National Communications Centre staff benefit from the same leave entitlements and additional key benefits as firefighters (note they are not required to undertake the PCA).

Fire and Emergency operates one virtual emergency Communication Centre in three locations: in Auckland, Wellington and Christchurch. When someone needs help and calls 111 requesting Fire and Emergency, they are directed to the nearest centre.

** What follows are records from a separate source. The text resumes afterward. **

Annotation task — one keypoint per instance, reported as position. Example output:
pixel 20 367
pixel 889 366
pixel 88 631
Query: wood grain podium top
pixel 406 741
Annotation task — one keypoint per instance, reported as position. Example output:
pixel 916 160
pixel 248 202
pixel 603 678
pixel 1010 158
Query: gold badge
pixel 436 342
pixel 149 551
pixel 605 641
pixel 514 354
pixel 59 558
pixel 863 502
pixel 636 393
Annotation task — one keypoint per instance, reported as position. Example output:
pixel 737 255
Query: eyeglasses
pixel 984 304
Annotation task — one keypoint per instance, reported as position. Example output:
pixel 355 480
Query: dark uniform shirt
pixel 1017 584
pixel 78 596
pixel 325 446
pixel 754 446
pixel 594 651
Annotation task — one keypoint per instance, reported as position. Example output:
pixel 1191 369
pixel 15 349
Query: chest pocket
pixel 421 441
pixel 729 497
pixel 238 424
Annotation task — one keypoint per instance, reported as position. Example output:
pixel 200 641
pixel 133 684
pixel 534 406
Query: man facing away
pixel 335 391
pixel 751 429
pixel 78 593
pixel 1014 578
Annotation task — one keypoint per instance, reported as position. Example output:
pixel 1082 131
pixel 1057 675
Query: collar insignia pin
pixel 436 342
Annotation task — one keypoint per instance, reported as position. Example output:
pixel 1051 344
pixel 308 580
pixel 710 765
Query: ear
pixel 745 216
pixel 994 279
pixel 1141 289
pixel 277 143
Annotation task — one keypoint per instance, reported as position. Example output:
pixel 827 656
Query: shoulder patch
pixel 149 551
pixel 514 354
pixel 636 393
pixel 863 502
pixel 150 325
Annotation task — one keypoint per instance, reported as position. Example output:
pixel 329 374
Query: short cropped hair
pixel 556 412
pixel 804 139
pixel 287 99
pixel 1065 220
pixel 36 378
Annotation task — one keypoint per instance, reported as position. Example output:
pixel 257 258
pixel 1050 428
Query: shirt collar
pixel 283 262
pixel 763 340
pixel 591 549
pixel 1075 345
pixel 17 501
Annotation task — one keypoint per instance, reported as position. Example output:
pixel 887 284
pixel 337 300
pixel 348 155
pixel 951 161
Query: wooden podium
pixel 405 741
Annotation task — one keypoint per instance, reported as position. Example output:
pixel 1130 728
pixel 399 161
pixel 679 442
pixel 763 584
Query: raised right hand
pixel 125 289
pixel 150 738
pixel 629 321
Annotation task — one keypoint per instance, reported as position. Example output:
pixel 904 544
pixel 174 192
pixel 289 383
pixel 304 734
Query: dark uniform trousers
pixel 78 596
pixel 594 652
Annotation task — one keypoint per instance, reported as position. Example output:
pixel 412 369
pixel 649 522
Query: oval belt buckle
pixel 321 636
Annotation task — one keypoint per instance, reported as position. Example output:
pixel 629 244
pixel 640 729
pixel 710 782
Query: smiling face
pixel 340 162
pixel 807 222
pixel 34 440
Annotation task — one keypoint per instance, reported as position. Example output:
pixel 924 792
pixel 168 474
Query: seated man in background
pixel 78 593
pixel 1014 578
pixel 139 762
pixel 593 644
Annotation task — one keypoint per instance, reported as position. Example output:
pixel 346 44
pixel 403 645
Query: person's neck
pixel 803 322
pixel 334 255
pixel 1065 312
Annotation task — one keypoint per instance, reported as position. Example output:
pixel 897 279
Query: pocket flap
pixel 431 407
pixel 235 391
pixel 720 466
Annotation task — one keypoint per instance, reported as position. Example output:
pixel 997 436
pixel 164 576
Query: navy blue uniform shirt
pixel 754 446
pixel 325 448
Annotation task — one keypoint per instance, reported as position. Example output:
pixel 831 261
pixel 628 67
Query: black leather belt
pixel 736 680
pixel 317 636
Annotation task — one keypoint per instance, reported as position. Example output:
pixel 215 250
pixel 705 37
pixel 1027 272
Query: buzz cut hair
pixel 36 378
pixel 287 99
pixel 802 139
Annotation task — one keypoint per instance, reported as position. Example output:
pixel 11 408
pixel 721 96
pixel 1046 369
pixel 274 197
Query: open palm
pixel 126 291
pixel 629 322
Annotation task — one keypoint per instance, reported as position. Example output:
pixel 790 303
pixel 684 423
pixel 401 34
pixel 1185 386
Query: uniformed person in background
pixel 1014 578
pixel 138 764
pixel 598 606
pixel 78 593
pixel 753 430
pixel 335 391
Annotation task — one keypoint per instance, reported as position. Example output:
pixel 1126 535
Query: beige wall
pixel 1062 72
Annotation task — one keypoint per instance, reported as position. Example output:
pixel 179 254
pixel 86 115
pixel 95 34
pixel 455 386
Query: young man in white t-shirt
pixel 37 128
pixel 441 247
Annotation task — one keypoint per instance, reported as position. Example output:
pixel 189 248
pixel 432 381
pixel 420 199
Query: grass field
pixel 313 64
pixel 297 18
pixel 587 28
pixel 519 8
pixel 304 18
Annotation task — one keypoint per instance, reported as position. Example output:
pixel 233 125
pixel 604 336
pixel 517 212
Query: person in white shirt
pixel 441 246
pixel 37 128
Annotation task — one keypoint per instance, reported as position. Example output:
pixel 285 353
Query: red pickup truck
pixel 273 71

If that centre is experiencing high call volumes, then the 111 calls automatically reroute to the next centre.

This workforce capability in conjunction with Communication Centre configuration, allows for varying staff numbers and provides a good service to the New Zealand public.

Trainers, Advisors and Support roles

Support and advisor roles include firefighter training, volunteer support, risk reduction and community readiness and response.

Many firefighters choose to progress into these positions where they can apply and further develop the skills, knowledge and experience they have developed as operational firefighters.

People employed in these positions work an average of 40 hours per week, between the normal hours of 7:00am to 6:00pm, Monday to Friday. Due to the operational, community facing nature of these positions there can be work outside these hours, including on the weekends, and some on-call work may be required. Allowances, overtime pay and/or time off in lieu compensate for work completed outside of normal hours.

Base salaries for these positions currently range from approximately $83,000 to $130,000.

People employed in these operational roles benefit from the same additional key benefits as firefighters.